Ten minority representation wins

1. A record-breaking 103 women won elections to Congress. This number could still grow as some races are still undecided.

2.  At least 96 women won House seats, with 31 women being newly elected. This has overtaken the previous record of 85 representatives, according to the Congressional Research Service.

3. In the Senate, at least 11 women won, with two being newly elected and nine keeping their seats.

4. Colorado elected the US’s first openly gay governor, Jared Polis. He was also the US’s first openly gay man to be elected to the House of Representatives in 2008.

5. The midterm elections saw record-breaking numbers of minority female candidates running and being elected.

6. At least nine women, five of whom are incumbent and four are newly elected, are now state governors. 16 women were their parties’ gubernatorial nominees this year, breaking the previous record of 10 women in 1994.

7. Somali refugee Ilan Omar (Minnesota) and Rashida Tlaib (Michigan), who is the daughter of Palestinian immigrants, are the first two Muslim women to enter Congress.

8. 2018 welcomed the youngest woman ever elected to Congress. At 29, Alexandria Ocasio-Cortez has become the youngest representative in Congress (New York’s 14th congressional district.)

9. Two Native American women, Sharice Davids of Kansas and Debra Haaland of New Mexico are also the first Native American women elected to Congress.
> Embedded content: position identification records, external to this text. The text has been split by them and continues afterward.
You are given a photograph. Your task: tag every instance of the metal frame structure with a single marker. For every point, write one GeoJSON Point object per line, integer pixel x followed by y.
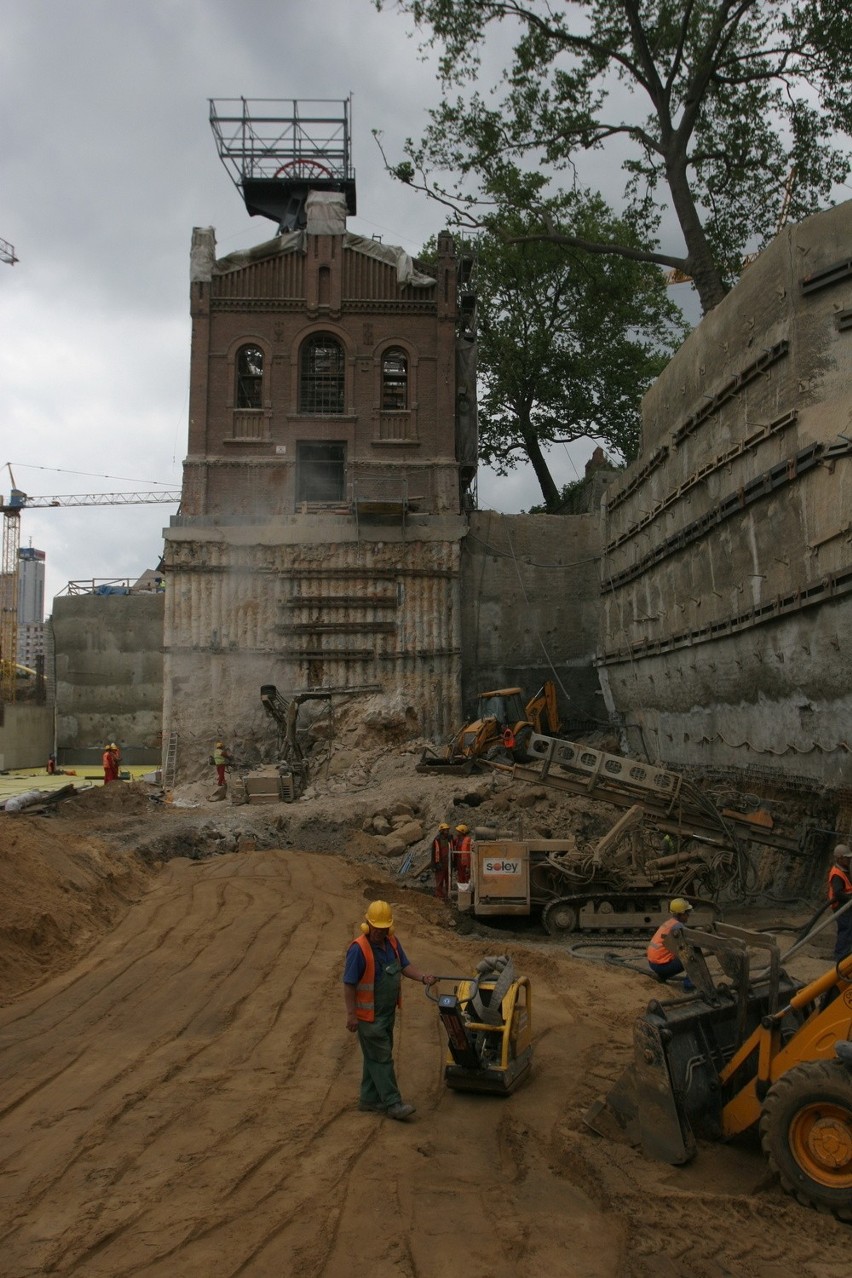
{"type": "Point", "coordinates": [10, 511]}
{"type": "Point", "coordinates": [277, 150]}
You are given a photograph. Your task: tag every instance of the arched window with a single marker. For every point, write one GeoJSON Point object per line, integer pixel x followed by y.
{"type": "Point", "coordinates": [249, 377]}
{"type": "Point", "coordinates": [395, 380]}
{"type": "Point", "coordinates": [321, 375]}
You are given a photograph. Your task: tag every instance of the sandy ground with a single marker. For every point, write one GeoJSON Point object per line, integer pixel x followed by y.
{"type": "Point", "coordinates": [182, 1098]}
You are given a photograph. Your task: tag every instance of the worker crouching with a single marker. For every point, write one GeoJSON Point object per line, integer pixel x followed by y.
{"type": "Point", "coordinates": [661, 960]}
{"type": "Point", "coordinates": [461, 847]}
{"type": "Point", "coordinates": [376, 962]}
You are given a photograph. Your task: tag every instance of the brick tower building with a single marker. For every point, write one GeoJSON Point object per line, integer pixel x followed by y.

10. Young Kim has become the first Korean-American woman elected to Congress, representing California’s 39th Congressional District. She is herself an immigrant from South Korea.

Women as elected officials. A narrative that is changing

Many things have changed since Jeannette Rankin was elected as the first female member of Congress way back in 1917. Since then, female politicians have gained the universal right to vote by the 19th Amendment and have occupied various positions of power across all levels of government.

Over the last 100 years 329 women have been elected as US Representatives, Senators or Delegates. While this number may sound impressive, it actually constitutes a small fraction of the overall membership in these legislative bodies. This is especially true when we take into consideration the fact that women have consistently composed a larger share of the registered voters. In 2016, 83.3 million women were registered to vote as opposed to. 73.8 million men.

It is important to take into account that Women also tend to vote in higher proportions than men. In spite the progress, only 104 women were serving in both the House and Senate out of a total of 535. This means women occupy just 20% of the seats.

 Photo by frank mckenna on Unsplash

While women are currently underrepresented in the halls of Congress, the 2018 congressional midterms results have brought hope. Both Democratic and Republican women were nominated in record numbers with 185 female nominees campaigning around the country. By running for office and voting in higher numbers, women are beginning to flex their political muscles. The gender gap that has been present since the founding of the US may finally be closing once and for all.